Naqada III is the last phase of the Naqada culture of ancient Egyptian prehistory, dating from approximately 3200 to 3000 BC. It is the period during which the process of state formation, which began in Naqada II, became highly visible, with named kings heading powerful polities. Naqada III is often referred to as Dynasty 0 or the Protodynastic Period to reflect the presence of kings at the head of influential states, although, in fact, the kings involved would not have been a part of a dynasty. In this period, those kings' names were inscribed in the form of serekhs on a variety of surfaces including pottery and tombs.

History
The Protodynastic Period in ancient Egypt was characterised by an ongoing process of political unification, culminating in the formation of a single state to begin the Early Dynastic Period. Furthermore, it is during this time that the Egyptian language was first recorded in hieroglyphs. There is also strong archaeological evidence of Egyptian settlements in southern Canaan during the Protodynastic Period, which are regarded as colonies or trading entrepôts.

State formation began during this era and perhaps even earlier. Various small city-states arose along the Nile. Centuries of conquest then reduced Upper Egypt to three major states: Thinis, Naqada, and Nekhen. Sandwiched between Thinis and Nekhen, Naqada was the first to fall. Thinis then conquered Lower Egypt. Nekhen's relationship with Thinis is uncertain, but these two states may have merged peacefully, with the Thinite royal family ruling all of Egypt. The Thinite kings were buried at Abydos in the Umm el-Qa'ab cemetery.

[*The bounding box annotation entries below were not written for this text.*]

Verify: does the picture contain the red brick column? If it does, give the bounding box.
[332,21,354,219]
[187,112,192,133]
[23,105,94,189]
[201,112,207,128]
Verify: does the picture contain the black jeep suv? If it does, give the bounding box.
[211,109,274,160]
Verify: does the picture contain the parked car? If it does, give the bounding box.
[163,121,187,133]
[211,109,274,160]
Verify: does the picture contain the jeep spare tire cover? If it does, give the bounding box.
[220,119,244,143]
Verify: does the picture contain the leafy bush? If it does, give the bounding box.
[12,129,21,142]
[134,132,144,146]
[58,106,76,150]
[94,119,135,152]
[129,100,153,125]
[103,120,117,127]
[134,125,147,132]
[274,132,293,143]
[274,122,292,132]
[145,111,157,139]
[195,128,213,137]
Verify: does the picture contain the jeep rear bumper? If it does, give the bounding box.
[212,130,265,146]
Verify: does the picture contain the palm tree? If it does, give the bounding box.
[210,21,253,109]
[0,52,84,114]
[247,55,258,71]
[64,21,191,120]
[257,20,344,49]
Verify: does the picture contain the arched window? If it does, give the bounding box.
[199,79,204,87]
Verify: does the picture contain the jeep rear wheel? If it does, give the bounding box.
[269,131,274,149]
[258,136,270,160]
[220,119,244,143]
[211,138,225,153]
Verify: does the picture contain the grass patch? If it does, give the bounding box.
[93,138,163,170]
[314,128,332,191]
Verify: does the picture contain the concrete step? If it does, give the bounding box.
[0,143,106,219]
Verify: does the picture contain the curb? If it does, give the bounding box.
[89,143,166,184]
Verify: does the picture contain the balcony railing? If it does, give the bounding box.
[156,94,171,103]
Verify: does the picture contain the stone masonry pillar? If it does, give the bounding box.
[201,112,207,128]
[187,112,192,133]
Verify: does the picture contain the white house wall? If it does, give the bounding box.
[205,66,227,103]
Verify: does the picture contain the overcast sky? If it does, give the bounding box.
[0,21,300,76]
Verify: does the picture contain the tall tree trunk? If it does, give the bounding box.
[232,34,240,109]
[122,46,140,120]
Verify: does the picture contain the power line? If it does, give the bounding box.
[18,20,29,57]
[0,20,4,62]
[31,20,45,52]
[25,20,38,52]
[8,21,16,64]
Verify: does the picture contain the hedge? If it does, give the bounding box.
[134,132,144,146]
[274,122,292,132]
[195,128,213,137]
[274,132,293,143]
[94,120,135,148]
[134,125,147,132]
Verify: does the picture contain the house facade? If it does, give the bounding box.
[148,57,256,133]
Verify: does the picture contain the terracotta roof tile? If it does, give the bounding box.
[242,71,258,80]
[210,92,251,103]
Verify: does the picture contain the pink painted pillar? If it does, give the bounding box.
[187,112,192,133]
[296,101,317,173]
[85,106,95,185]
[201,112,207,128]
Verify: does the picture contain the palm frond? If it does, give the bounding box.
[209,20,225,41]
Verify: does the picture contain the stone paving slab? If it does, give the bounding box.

Most Egyptologists consider Narmer to be both the last king of this period and the first king of the First Dynasty. He was possibly preceded over some parts of Upper Egypt by Crocodile, Iry-Hor, Ka, and perhaps by the king Scorpion II, whose name may refer to, or be derived from, the goddess Serket, a special early protector of other deities and the rulers.

Naqada III extended all over Egypt and was characterized by some notable firsts:
The first hieroglyphs
The first graphical narratives on palettes
The first regular use of serekhs
The first truly royal cemeteries
Possibly the first example of irrigation

And at best, a notable second:
The invention of sail navigation (independently from its prior invention in the Persian Gulf 2,000 years earlier)
According to the Egypt's Ministry of Antiquities, in February, 2020, Egyptian archaeologists have uncovered 83 tombs dating back to 3,000 B.C, known as the Naqada III period. Various small pottery pots in different shapes and some sea shells, makeup tools, eyeliner pots, and jewels were also revealed in the burial.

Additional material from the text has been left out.